In deze zaak heeft eiser, een productiemedewerker bij AGC Heerlen BV, een kort geding aangespannen om loondoorbetaling te vorderen. Eiser is sinds 28 september 2015 in dienst van AGC en heeft een arbeidsovereenkomst voor bepaalde tijd. Na een verkeersongeval op 4 januari 2016 heeft eiser verschillende periodes niet kunnen werken en zich op 19 september 2016 ziek gemeld. AGC heeft na een betaling van € 641,70 op 23 september 2016 geen loon meer aan eiser betaald. Eiser heeft een deskundigenoordeel van het UWV aangevraagd en stelt dat hij recht heeft op doorbetaling van zijn loon conform de wet en cao.
De rechtbank heeft de procedure beoordeeld en vastgesteld dat de spoedeisendheid van de zaak voortvloeit uit de aard van de loonvordering.

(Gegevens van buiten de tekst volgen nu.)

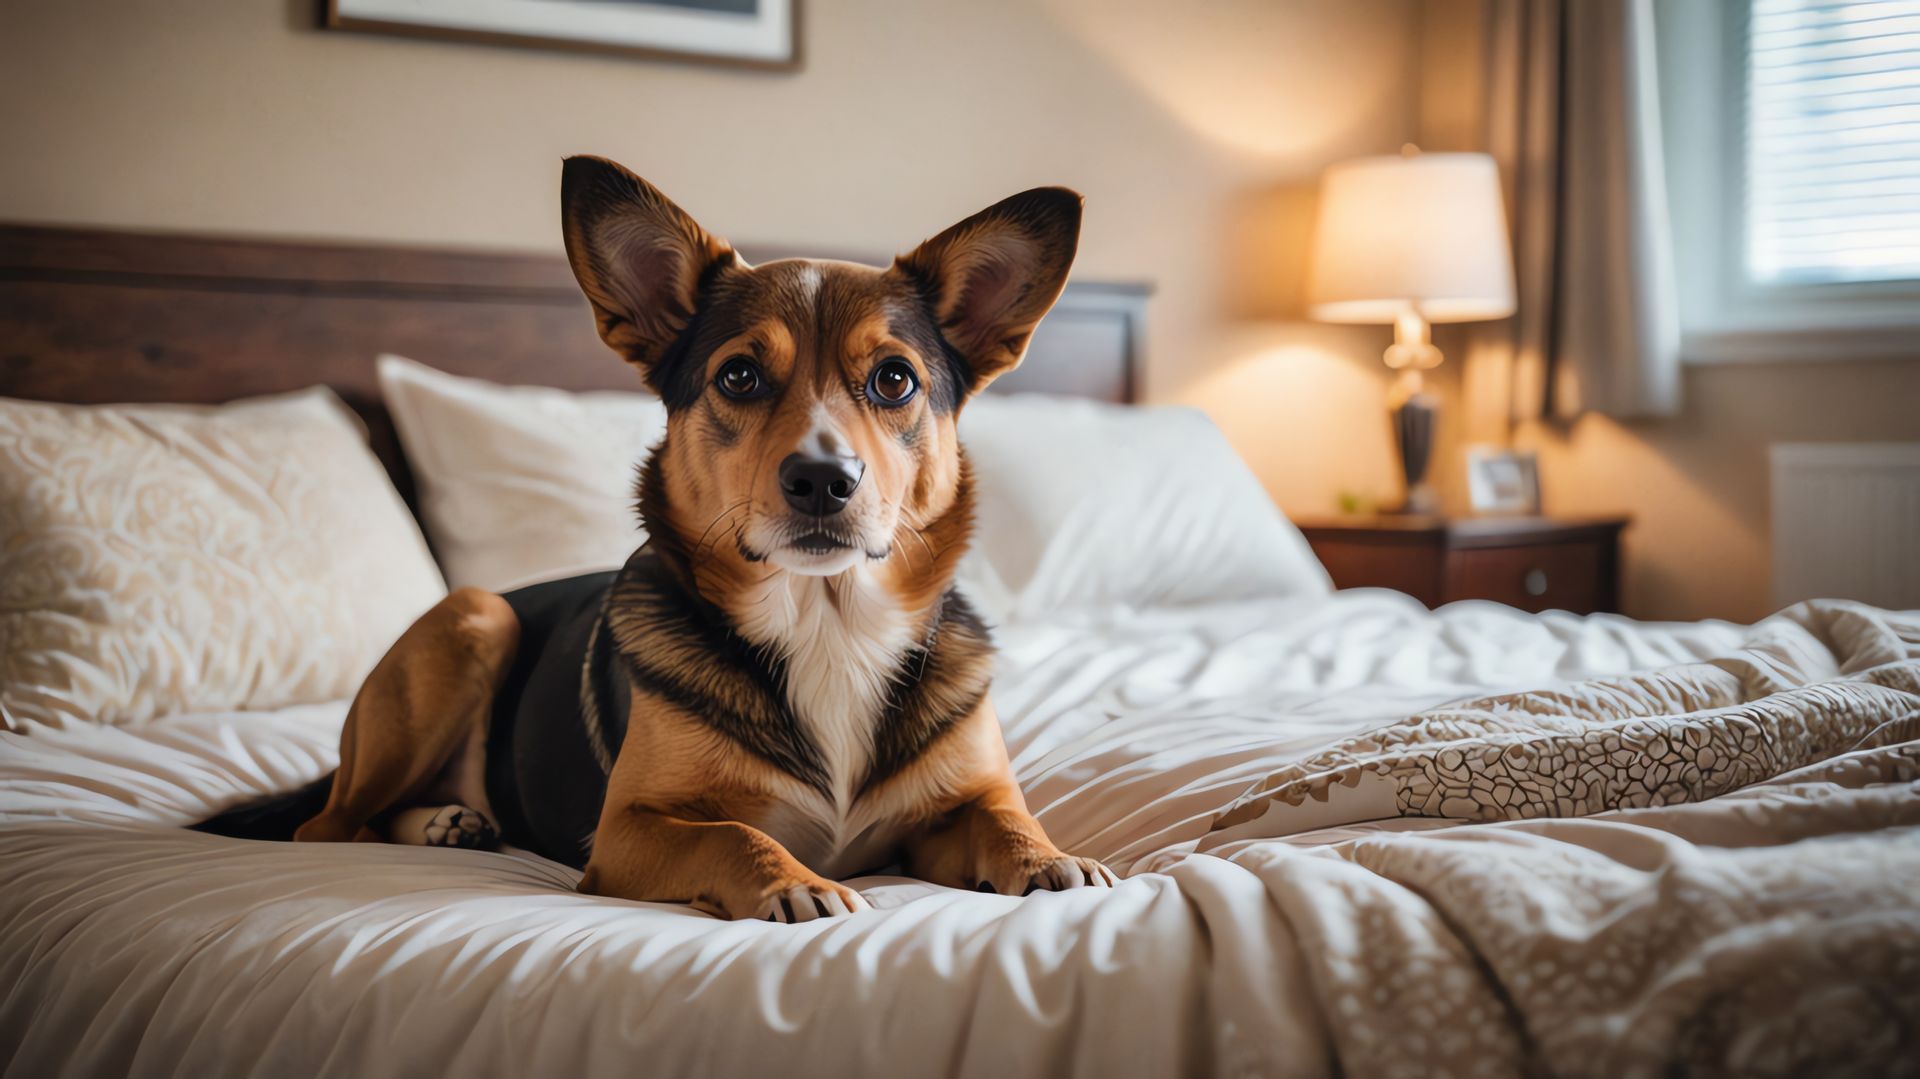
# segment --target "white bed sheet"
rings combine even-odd
[[[343,703],[6,735],[5,1074],[1351,1067],[1315,967],[1332,923],[1303,913],[1315,881],[1354,887],[1351,851],[1296,835],[1190,855],[1214,818],[1423,708],[1748,633],[1385,592],[1002,627],[995,699],[1028,799],[1126,879],[1012,898],[869,877],[876,912],[796,926],[576,895],[571,870],[523,854],[179,828],[330,768]]]

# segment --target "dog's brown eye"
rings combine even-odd
[[[760,368],[752,360],[736,356],[720,366],[720,374],[713,380],[720,392],[737,401],[749,397],[758,397],[766,387],[766,380],[760,377]]]
[[[882,363],[867,376],[867,399],[886,408],[899,408],[913,400],[919,388],[920,379],[914,375],[913,365],[899,356]]]

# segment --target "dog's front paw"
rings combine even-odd
[[[1001,895],[1064,892],[1069,888],[1111,888],[1119,882],[1113,870],[1094,861],[1059,851],[1033,852],[1004,859],[980,874],[974,887]]]
[[[859,892],[824,877],[781,881],[727,895],[702,895],[694,899],[693,908],[734,921],[744,918],[768,922],[811,922],[872,909]]]
[[[1027,879],[1028,892],[1064,892],[1068,888],[1111,888],[1119,883],[1113,870],[1092,858],[1062,854],[1040,867]]]

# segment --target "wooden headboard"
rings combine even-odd
[[[1132,401],[1149,291],[1069,284],[995,388]],[[0,396],[210,404],[323,384],[411,502],[382,352],[496,382],[639,388],[557,255],[0,225]]]

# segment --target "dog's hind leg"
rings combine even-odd
[[[487,850],[500,833],[485,813],[472,806],[414,806],[387,820],[387,842],[421,847]]]
[[[459,842],[476,822],[449,819],[443,824],[459,835],[444,827],[430,833],[427,820],[397,811],[422,806],[435,795],[439,803],[428,819],[443,809],[467,808],[446,806],[445,788],[450,783],[470,787],[463,777],[479,774],[493,696],[519,640],[520,623],[506,600],[477,588],[458,589],[421,615],[360,687],[341,731],[340,770],[326,808],[301,825],[294,840],[390,837],[426,843],[437,835],[455,842],[435,845],[479,845]],[[460,800],[484,801],[484,791]],[[387,836],[370,827],[376,821],[387,826]],[[484,815],[477,823],[492,831]],[[399,834],[394,834],[396,825]]]

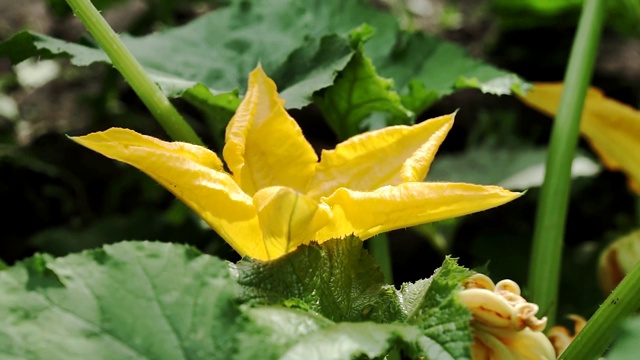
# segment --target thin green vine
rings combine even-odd
[[[91,1],[67,0],[67,3],[167,134],[176,141],[203,145],[202,140],[149,78],[142,65],[120,41]]]

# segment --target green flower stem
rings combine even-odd
[[[389,237],[387,234],[379,234],[367,240],[369,243],[369,252],[376,259],[376,263],[380,265],[380,270],[384,274],[384,280],[387,284],[393,284],[393,270],[391,268],[391,255],[389,253]]]
[[[560,360],[597,359],[614,340],[620,321],[640,308],[640,263],[607,297]]]
[[[202,140],[180,116],[160,88],[151,81],[142,65],[127,50],[91,1],[67,0],[67,3],[167,134],[176,141],[203,145]]]
[[[604,0],[586,0],[571,49],[560,107],[553,123],[544,185],[540,191],[529,267],[531,301],[554,323],[571,163],[584,99],[604,19]]]

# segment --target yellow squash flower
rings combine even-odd
[[[562,83],[536,83],[521,100],[549,116],[560,104]],[[640,111],[610,99],[600,89],[587,92],[580,132],[602,163],[628,176],[629,187],[640,194]]]
[[[547,318],[538,319],[538,305],[520,295],[511,280],[494,284],[482,274],[471,276],[459,294],[473,319],[473,360],[552,360],[555,351],[544,335]]]
[[[489,209],[520,194],[426,183],[453,114],[354,136],[321,160],[260,67],[227,126],[223,156],[112,128],[77,143],[133,165],[175,194],[238,253],[280,257],[300,244],[376,234]]]

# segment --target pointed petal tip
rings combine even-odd
[[[222,154],[250,195],[269,186],[305,191],[315,172],[313,147],[260,65],[249,75],[247,93],[227,125]]]
[[[253,70],[251,70],[251,72],[249,73],[249,77],[268,77],[267,74],[264,72],[264,69],[262,68],[262,63],[258,62],[258,65],[256,65],[255,68],[253,68]]]
[[[430,119],[426,119],[423,122],[421,122],[420,124],[425,123],[427,121],[436,121],[436,122],[437,121],[441,121],[443,123],[451,123],[451,124],[453,124],[453,122],[455,121],[456,115],[458,114],[459,110],[460,109],[456,109],[454,112],[452,112],[450,114],[440,115],[440,116],[436,116],[436,117],[433,117],[433,118],[430,118]],[[418,125],[420,125],[420,124],[418,124]]]
[[[272,98],[277,98],[278,100],[283,101],[278,95],[278,89],[275,81],[267,75],[262,68],[261,63],[258,63],[258,65],[249,73],[247,93],[252,90],[259,91],[262,94],[268,94]]]
[[[218,155],[204,146],[185,142],[168,142],[152,136],[143,135],[126,128],[109,128],[83,136],[69,137],[71,140],[108,158],[132,163],[141,154],[157,156],[173,156],[205,166],[215,171],[222,171],[223,165]],[[136,160],[137,161],[137,160]]]
[[[450,113],[450,114],[446,114],[446,115],[440,115],[440,116],[436,116],[430,119],[426,119],[416,125],[413,125],[413,127],[439,127],[441,129],[443,129],[445,131],[445,133],[443,134],[441,141],[444,141],[444,138],[446,137],[446,135],[449,133],[449,130],[451,130],[451,128],[453,127],[453,123],[455,122],[456,119],[456,114],[458,113],[458,110]]]
[[[95,131],[86,135],[79,136],[69,136],[69,139],[74,141],[77,144],[80,144],[84,147],[87,147],[91,150],[95,150],[92,145],[97,145],[100,143],[109,143],[109,142],[117,142],[120,139],[134,139],[134,138],[144,138],[145,135],[139,134],[133,130],[119,127],[112,127],[103,131]],[[157,139],[155,139],[157,140]]]
[[[472,185],[472,184],[471,184]],[[509,189],[505,189],[503,187],[500,186],[484,186],[485,188],[493,188],[496,191],[496,194],[503,196],[504,198],[504,202],[502,204],[506,204],[508,202],[511,202],[521,196],[523,196],[524,194],[527,193],[527,191],[529,190],[523,190],[523,191],[511,191]],[[499,204],[499,205],[502,205]],[[496,205],[496,206],[499,206]]]

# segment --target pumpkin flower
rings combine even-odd
[[[300,244],[376,234],[489,209],[520,196],[496,186],[422,180],[452,126],[446,115],[354,136],[322,160],[258,67],[226,129],[223,157],[112,128],[72,138],[151,176],[240,255],[278,258]]]
[[[560,105],[562,83],[535,83],[520,99],[528,106],[554,116]],[[582,111],[580,132],[602,163],[627,175],[631,190],[640,194],[640,111],[606,97],[591,87]]]
[[[547,318],[538,319],[538,305],[520,295],[511,280],[494,284],[482,274],[465,281],[459,298],[472,315],[473,360],[552,360],[555,351],[542,333]]]

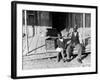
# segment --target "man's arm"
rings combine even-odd
[[[71,37],[72,37],[72,32],[68,32],[68,34],[67,34],[67,39],[71,39]]]
[[[79,41],[80,41],[80,44],[82,44],[82,35],[79,33]]]

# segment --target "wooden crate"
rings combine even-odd
[[[55,40],[54,39],[46,40],[46,50],[55,50]]]

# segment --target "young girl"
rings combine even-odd
[[[58,46],[56,49],[56,51],[58,52],[57,61],[58,62],[60,61],[60,54],[61,54],[62,59],[65,62],[65,57],[64,57],[65,43],[61,33],[58,33],[57,46]]]

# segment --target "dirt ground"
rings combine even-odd
[[[77,61],[77,57],[73,58],[70,62],[57,62],[56,57],[32,59],[32,57],[23,58],[23,69],[43,69],[43,68],[62,68],[62,67],[90,67],[91,54],[82,55],[82,64]]]

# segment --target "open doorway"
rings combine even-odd
[[[68,27],[68,13],[52,12],[52,27],[61,32]]]

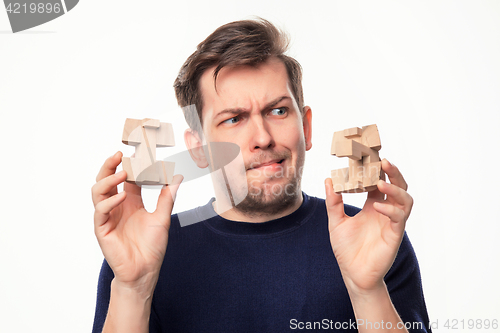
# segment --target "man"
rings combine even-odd
[[[216,187],[206,206],[171,216],[176,176],[149,214],[139,187],[117,193],[121,153],[104,163],[92,189],[106,258],[94,332],[427,331],[399,170],[382,162],[390,183],[361,211],[330,179],[326,203],[301,192],[312,110],[286,48],[265,20],[233,22],[198,46],[175,82],[180,106],[196,106],[185,141],[198,166],[209,164],[207,143],[240,147],[248,195],[235,207],[221,208]],[[184,215],[201,222],[181,227]]]

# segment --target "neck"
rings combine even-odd
[[[302,193],[302,192],[300,192]],[[262,213],[262,212],[242,212],[238,209],[238,207],[233,207],[229,210],[221,209],[217,204],[217,199],[212,203],[212,206],[215,212],[221,217],[231,220],[231,221],[241,221],[241,222],[252,222],[252,223],[261,223],[267,222],[275,219],[279,219],[280,217],[290,215],[294,211],[296,211],[300,205],[302,204],[303,198],[302,194],[298,195],[294,200],[293,204],[288,206],[287,208],[273,212],[273,213]],[[220,201],[219,201],[220,202]]]

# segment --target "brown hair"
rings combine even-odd
[[[288,36],[264,19],[236,21],[217,28],[189,56],[174,82],[177,102],[183,108],[189,127],[202,135],[201,128],[198,128],[198,124],[203,126],[203,98],[199,80],[204,71],[216,66],[215,85],[223,67],[257,66],[270,57],[276,57],[285,64],[292,93],[302,112],[302,68],[297,60],[284,54],[288,44]],[[188,107],[190,105],[196,106],[196,113],[192,107]],[[199,121],[194,117],[198,117]]]

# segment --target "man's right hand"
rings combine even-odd
[[[127,178],[125,171],[115,174],[121,159],[121,152],[108,158],[92,187],[95,234],[115,274],[113,283],[152,295],[165,256],[170,214],[182,176],[175,176],[172,184],[163,187],[156,210],[148,213],[139,186],[125,182],[124,191],[118,193],[117,185]]]

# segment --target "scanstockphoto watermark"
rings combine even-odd
[[[356,319],[349,321],[334,321],[331,319],[323,319],[321,321],[299,321],[297,319],[290,319],[290,328],[292,330],[347,330],[360,328],[365,329],[404,329],[407,330],[421,330],[424,324],[421,322],[398,322],[393,324],[392,322],[375,321],[371,322],[364,319]]]
[[[250,167],[253,166],[254,163],[250,165]],[[256,164],[256,163],[255,163]],[[287,166],[283,167],[281,165],[278,165],[276,167],[277,170],[275,171],[269,171],[268,169],[252,169],[252,179],[249,179],[249,195],[252,196],[260,196],[263,189],[262,189],[262,184],[260,179],[280,179],[280,178],[287,178],[289,180],[292,179],[300,179],[302,176],[302,172],[304,170],[304,166],[300,166],[299,168],[296,168],[295,166]],[[253,179],[256,178],[256,179]],[[272,184],[270,187],[270,192],[272,192],[274,195],[281,195],[282,193],[285,193],[287,196],[295,196],[297,195],[297,190],[300,189],[299,187],[295,186],[294,183],[287,183],[287,184]]]
[[[75,8],[78,2],[79,0],[4,0],[13,33],[52,21]]]

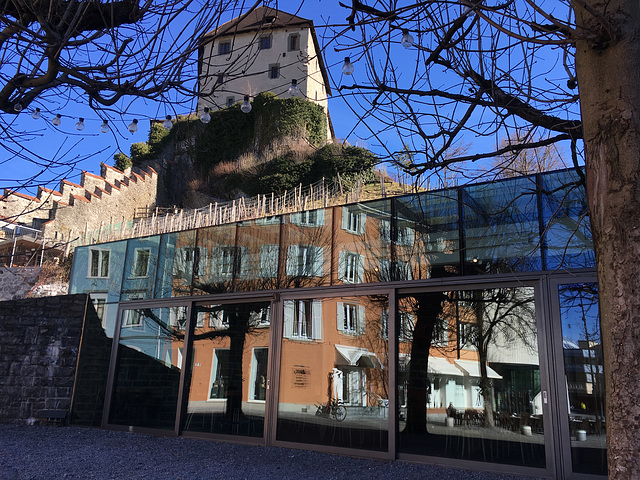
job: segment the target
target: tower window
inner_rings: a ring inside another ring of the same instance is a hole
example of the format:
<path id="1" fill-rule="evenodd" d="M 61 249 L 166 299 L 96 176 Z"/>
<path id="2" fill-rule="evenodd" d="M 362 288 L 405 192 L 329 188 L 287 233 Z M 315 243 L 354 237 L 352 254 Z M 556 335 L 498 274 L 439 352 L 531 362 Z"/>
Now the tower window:
<path id="1" fill-rule="evenodd" d="M 231 53 L 231 42 L 220 42 L 218 44 L 218 54 L 226 55 Z"/>
<path id="2" fill-rule="evenodd" d="M 294 50 L 300 50 L 300 35 L 298 35 L 297 33 L 289 35 L 287 50 L 290 52 Z"/>

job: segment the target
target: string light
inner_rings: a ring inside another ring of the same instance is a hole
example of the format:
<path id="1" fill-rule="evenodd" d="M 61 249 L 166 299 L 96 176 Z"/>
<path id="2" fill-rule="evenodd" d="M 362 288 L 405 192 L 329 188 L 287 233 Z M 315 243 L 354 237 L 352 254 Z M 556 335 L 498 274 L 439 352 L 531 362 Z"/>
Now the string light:
<path id="1" fill-rule="evenodd" d="M 130 133 L 136 133 L 138 131 L 138 119 L 134 118 L 133 122 L 129 124 L 127 129 L 129 130 Z"/>
<path id="2" fill-rule="evenodd" d="M 40 118 L 40 109 L 36 107 L 36 109 L 31 112 L 31 118 L 34 120 L 38 120 Z"/>
<path id="3" fill-rule="evenodd" d="M 107 120 L 102 120 L 102 125 L 100 125 L 100 131 L 102 133 L 109 132 L 109 122 Z"/>
<path id="4" fill-rule="evenodd" d="M 291 86 L 289 87 L 289 95 L 294 96 L 299 91 L 300 89 L 298 88 L 298 80 L 294 78 L 293 80 L 291 80 Z"/>
<path id="5" fill-rule="evenodd" d="M 164 122 L 162 122 L 162 126 L 167 130 L 171 130 L 171 127 L 173 127 L 173 122 L 171 121 L 171 115 L 167 115 L 167 118 L 165 118 Z"/>
<path id="6" fill-rule="evenodd" d="M 413 47 L 413 36 L 409 33 L 409 30 L 402 30 L 402 39 L 400 40 L 400 44 L 404 48 Z"/>
<path id="7" fill-rule="evenodd" d="M 245 95 L 244 102 L 240 105 L 240 110 L 242 110 L 242 113 L 249 113 L 252 108 L 251 103 L 249 103 L 249 95 Z"/>
<path id="8" fill-rule="evenodd" d="M 78 123 L 76 123 L 76 130 L 78 130 L 79 132 L 84 130 L 84 118 L 80 117 L 78 119 Z"/>
<path id="9" fill-rule="evenodd" d="M 211 121 L 211 115 L 209 114 L 209 107 L 204 107 L 204 112 L 200 115 L 200 121 L 202 123 L 209 123 Z"/>
<path id="10" fill-rule="evenodd" d="M 22 104 L 20 102 L 17 102 L 13 105 L 13 110 L 16 113 L 20 113 L 22 111 Z"/>
<path id="11" fill-rule="evenodd" d="M 51 120 L 51 123 L 53 123 L 56 127 L 60 126 L 60 124 L 62 123 L 62 118 L 60 118 L 59 113 L 56 113 L 56 116 L 53 117 L 53 120 Z"/>
<path id="12" fill-rule="evenodd" d="M 344 65 L 342 65 L 342 73 L 345 75 L 353 75 L 353 65 L 349 57 L 344 57 Z"/>

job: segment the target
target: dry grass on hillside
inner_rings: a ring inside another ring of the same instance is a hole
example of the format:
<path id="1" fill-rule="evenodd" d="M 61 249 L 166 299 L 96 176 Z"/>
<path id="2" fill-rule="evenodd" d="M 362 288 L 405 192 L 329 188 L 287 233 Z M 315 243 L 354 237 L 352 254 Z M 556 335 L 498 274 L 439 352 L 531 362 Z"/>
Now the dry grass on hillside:
<path id="1" fill-rule="evenodd" d="M 258 165 L 283 155 L 293 154 L 295 159 L 302 161 L 310 157 L 317 148 L 301 138 L 281 138 L 260 153 L 248 152 L 235 160 L 219 163 L 211 169 L 210 175 L 222 177 L 232 173 L 255 173 Z"/>

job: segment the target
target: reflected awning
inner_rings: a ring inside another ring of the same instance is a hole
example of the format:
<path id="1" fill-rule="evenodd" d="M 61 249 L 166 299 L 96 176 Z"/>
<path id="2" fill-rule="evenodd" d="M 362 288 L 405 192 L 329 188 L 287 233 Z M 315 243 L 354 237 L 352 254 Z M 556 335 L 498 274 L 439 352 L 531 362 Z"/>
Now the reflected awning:
<path id="1" fill-rule="evenodd" d="M 473 360 L 454 360 L 456 366 L 462 370 L 465 375 L 470 377 L 480 377 L 480 363 Z M 499 375 L 493 368 L 487 365 L 487 377 L 502 379 L 502 375 Z"/>
<path id="2" fill-rule="evenodd" d="M 336 345 L 336 365 L 363 368 L 383 368 L 378 355 L 366 348 Z"/>
<path id="3" fill-rule="evenodd" d="M 446 358 L 429 357 L 427 371 L 436 375 L 450 375 L 461 377 L 463 373 L 452 363 L 447 362 Z"/>
<path id="4" fill-rule="evenodd" d="M 400 354 L 400 366 L 407 368 L 411 363 L 411 355 Z M 462 377 L 464 373 L 453 363 L 449 363 L 446 358 L 429 357 L 427 371 L 431 375 L 448 375 L 450 377 Z"/>

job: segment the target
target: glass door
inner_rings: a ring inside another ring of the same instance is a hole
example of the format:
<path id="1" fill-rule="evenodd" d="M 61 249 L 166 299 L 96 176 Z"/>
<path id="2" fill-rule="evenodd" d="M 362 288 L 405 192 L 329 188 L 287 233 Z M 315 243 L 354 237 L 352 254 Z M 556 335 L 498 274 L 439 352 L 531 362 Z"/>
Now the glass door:
<path id="1" fill-rule="evenodd" d="M 271 303 L 203 303 L 195 321 L 182 431 L 263 437 Z"/>
<path id="2" fill-rule="evenodd" d="M 536 307 L 532 286 L 399 296 L 400 454 L 547 467 Z"/>
<path id="3" fill-rule="evenodd" d="M 553 283 L 557 424 L 565 478 L 607 475 L 598 284 Z"/>

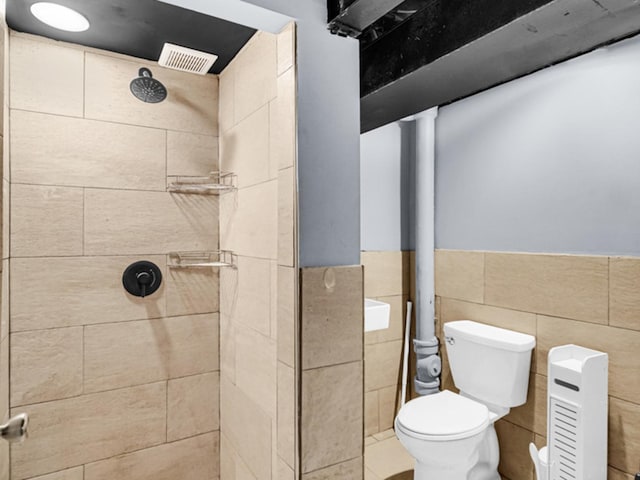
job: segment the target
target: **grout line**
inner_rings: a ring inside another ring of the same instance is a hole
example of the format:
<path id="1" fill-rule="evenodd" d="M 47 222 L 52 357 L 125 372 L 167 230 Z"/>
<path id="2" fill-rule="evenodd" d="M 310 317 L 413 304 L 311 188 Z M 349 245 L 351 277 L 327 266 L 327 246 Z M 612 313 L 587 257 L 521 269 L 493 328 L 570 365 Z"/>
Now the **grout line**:
<path id="1" fill-rule="evenodd" d="M 169 379 L 165 384 L 164 395 L 164 441 L 169 441 Z"/>
<path id="2" fill-rule="evenodd" d="M 115 192 L 144 192 L 144 193 L 172 194 L 172 192 L 167 191 L 166 185 L 164 187 L 164 190 L 152 190 L 152 189 L 144 189 L 144 188 L 101 187 L 101 186 L 94 186 L 94 185 L 60 185 L 56 183 L 29 183 L 29 182 L 11 182 L 11 185 L 25 185 L 29 187 L 83 188 L 87 190 L 109 190 L 109 191 L 115 191 Z M 201 196 L 204 197 L 204 195 L 201 195 Z M 217 195 L 208 195 L 208 197 L 216 198 Z"/>
<path id="3" fill-rule="evenodd" d="M 82 52 L 82 118 L 87 118 L 87 52 Z"/>

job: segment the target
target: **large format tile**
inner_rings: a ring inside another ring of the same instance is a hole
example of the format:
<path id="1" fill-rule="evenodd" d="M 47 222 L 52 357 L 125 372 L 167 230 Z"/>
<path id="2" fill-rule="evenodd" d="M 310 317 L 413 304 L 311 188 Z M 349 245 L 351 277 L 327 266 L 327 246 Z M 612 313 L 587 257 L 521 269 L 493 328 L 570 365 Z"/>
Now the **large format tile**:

De rechter heeft geconcludeerd dat AGC niet voldoende heeft aangetoond dat eiser niet in staat was om zijn werk te verrichten. De vordering tot betaling van het loon tot en met 13 oktober 2016 is toegewezen, inclusief wettelijke verhoging en rente. De vordering voor loon na 14 oktober 2016 is afgewezen wegens onvoldoende bewijs van arbeidsongeschiktheid. AGC is ook veroordeeld tot het verstrekken van loonstroken en het betalen van proceskosten.
De beslissing van de rechtbank is dat AGC moet voldoen aan de vorderingen van eiser, met uitzondering van de vordering voor loon na 14 oktober 2016, en dat AGC de proceskosten moet vergoeden.